The small town in western Wyoming is often the subject of news this time of year as the state routinely declares ozone alerts because of the smog that hovers between the mountains and over the town.

Generally, the coverage of the small town’s large pollution problem surrounds the cause of the smog. Some take a literal approach, saying the cause is the mountains that surround Pinedale and cause the inversion that traps pollution there. Keith Guille of the Wyoming Department of Environmental Quality told The New York Times, “It’s like a pot, with all the mountain ranges around it, and the inversion is like a lid.” Others say that the infusion of people and dust-kicking trucks from the growing energy industry is partially to blame. And, oh yeah, there’s the growing energy industry in Pinedale where fracking, the controversial practice of injecting a mixture of toxic chemicals into the ground to get at natural gas, has greatly expanded over the last decade. These are all potential suspects, and everyone has their favorite one, but if people are okay with it, should outsiders really care?

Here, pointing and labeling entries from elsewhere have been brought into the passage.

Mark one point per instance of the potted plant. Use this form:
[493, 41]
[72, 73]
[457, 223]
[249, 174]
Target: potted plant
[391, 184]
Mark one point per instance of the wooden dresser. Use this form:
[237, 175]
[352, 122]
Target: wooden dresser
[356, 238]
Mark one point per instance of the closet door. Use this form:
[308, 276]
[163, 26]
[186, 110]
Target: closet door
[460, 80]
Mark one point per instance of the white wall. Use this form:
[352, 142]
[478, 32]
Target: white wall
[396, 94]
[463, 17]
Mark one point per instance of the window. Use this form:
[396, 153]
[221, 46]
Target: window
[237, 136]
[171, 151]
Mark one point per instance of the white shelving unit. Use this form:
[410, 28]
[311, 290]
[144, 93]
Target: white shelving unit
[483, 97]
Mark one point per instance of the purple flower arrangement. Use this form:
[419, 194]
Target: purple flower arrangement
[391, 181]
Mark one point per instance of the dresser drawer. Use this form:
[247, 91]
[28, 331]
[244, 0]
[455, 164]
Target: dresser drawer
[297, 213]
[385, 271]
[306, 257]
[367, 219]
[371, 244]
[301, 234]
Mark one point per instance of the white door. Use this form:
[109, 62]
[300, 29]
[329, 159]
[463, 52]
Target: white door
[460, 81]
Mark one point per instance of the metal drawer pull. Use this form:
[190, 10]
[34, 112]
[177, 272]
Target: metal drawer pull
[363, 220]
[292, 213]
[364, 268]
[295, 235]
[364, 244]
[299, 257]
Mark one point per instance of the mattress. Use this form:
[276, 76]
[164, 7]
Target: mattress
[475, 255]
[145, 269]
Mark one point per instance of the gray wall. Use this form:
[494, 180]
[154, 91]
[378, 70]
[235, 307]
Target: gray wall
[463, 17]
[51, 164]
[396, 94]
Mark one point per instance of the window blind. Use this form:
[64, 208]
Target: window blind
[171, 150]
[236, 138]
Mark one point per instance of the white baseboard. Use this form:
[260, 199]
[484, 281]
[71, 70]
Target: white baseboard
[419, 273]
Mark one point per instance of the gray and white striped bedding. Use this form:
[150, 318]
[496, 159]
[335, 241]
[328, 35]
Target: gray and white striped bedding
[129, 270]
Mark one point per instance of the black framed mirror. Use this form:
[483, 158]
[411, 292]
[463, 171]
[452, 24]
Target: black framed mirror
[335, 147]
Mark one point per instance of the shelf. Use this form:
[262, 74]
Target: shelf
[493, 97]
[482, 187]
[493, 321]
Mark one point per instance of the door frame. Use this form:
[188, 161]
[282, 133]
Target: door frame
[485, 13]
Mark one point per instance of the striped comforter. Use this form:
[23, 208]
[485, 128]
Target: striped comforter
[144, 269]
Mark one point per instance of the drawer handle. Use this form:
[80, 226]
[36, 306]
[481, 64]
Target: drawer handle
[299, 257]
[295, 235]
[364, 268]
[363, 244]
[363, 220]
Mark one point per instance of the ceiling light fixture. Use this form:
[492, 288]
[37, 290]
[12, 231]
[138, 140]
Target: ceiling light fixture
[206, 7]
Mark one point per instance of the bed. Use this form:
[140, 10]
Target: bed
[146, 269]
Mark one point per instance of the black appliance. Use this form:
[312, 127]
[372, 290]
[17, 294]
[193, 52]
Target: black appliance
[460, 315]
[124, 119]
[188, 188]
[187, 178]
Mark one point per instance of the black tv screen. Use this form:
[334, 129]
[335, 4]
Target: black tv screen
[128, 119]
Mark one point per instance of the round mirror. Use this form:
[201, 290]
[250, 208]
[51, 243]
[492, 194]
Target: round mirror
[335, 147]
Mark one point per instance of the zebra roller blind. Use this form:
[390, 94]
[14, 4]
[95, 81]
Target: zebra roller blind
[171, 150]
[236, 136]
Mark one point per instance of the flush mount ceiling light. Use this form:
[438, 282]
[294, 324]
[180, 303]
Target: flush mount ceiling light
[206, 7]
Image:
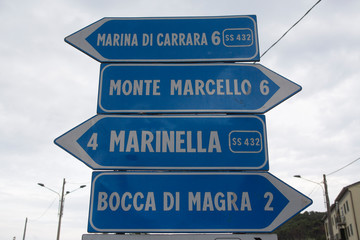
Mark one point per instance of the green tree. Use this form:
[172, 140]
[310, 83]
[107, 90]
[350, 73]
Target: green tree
[304, 226]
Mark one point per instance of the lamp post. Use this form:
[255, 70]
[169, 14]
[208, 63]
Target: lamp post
[325, 190]
[61, 202]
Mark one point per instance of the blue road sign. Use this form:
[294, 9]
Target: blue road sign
[164, 88]
[225, 236]
[169, 39]
[191, 202]
[169, 142]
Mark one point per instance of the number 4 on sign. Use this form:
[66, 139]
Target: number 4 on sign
[93, 142]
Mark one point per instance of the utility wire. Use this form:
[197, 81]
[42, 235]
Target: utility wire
[343, 167]
[290, 28]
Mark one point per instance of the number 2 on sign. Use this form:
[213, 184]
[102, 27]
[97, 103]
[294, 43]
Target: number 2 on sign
[93, 141]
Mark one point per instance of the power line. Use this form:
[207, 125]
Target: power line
[343, 167]
[290, 28]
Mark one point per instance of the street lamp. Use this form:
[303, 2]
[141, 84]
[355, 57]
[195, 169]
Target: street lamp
[61, 202]
[325, 190]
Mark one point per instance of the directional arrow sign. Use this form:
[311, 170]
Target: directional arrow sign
[172, 39]
[259, 236]
[191, 202]
[164, 88]
[169, 142]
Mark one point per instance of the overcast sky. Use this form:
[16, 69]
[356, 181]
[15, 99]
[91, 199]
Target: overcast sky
[48, 87]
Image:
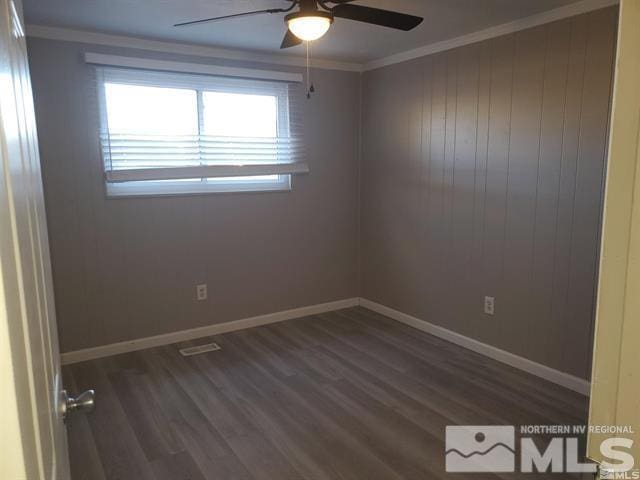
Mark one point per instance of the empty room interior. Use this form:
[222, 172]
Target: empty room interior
[320, 240]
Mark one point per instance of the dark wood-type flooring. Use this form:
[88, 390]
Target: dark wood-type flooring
[343, 395]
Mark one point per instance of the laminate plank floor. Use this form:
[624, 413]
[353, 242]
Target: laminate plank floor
[347, 395]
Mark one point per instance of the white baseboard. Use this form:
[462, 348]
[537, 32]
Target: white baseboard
[556, 376]
[215, 329]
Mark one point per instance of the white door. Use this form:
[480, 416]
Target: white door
[33, 443]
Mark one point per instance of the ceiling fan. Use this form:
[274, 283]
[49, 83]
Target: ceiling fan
[313, 18]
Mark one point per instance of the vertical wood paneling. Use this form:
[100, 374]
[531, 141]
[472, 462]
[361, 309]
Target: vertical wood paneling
[513, 149]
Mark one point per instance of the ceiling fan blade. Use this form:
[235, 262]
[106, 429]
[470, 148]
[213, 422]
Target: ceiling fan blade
[235, 15]
[376, 16]
[290, 40]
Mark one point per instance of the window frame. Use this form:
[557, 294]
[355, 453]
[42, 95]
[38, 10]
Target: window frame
[205, 185]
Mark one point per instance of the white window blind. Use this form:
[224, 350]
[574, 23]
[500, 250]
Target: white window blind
[165, 132]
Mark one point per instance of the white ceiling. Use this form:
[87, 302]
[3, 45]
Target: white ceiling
[346, 41]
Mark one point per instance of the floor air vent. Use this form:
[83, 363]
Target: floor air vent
[209, 347]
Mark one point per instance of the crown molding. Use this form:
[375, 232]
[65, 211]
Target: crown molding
[83, 36]
[95, 38]
[549, 16]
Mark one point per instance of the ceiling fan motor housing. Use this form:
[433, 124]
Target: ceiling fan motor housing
[308, 8]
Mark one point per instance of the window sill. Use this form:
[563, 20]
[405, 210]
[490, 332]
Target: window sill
[162, 189]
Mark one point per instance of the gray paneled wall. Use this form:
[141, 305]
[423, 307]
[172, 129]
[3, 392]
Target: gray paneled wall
[482, 173]
[127, 268]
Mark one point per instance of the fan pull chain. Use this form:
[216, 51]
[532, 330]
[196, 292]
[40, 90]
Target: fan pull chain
[310, 87]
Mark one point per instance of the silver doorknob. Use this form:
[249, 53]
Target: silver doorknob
[85, 402]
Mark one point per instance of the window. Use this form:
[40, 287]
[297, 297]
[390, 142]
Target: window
[179, 133]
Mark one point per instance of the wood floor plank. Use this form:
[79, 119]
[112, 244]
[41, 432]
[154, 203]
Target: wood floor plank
[346, 395]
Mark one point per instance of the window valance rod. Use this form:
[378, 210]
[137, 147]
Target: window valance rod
[197, 68]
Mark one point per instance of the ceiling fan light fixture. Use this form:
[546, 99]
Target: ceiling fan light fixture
[309, 26]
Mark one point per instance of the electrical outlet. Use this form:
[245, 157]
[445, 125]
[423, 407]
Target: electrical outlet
[489, 305]
[201, 292]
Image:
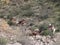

Just like people don’t have to live in smoggy places like Los Angeles, Houston or Denver, no one has to live in Pinedale. But they do. And that’s what’s important. The most recent profile of Pinedale in the New York Times focused not on fracking, not on the growing population and not the mountains, but on those who love the Pinedale life. It’s not a bad life. I’ve been to Pinedale. It’s beautiful. Those who live there know that. No one forces anyone there to be there. It’s a choice.

Resident Dawn Mitchell told the Times, “If poor air quality is what I have to live with, then that’s a choice I make.” Now, the cynics will say that smoking is a choice, and drinking is a choice. But ozone warnings a few days a year aren’t as drastic; at least as far as I know. Don’t get me wrong, I wouldn’t live in Pinedale. But people there probably wouldn’t live where I live. It’s not personal. It’s a choice.

Despite everything that is wrong with Washington, D.C. (and there’s plenty), I choose to live there. And despite the ozone warnings in Pinedale people live there. Both places have benefits and both have their negatives. I’m not going to judge Pinedale and I hope the folks from Pinedale don’t judge those who make the choice to live elsewhere.

So yes, the yearly coverage of Pinedale’s smog problem is interesting and probably worth some looking into when it comes the cause of the smog. But let’s be careful not to characterize the people as the problem or having problems for choosing to be there. People are people. Choices are choices and there’s good and bad in all of it. That’s what makes life so interesting, no matter where you choose to live it.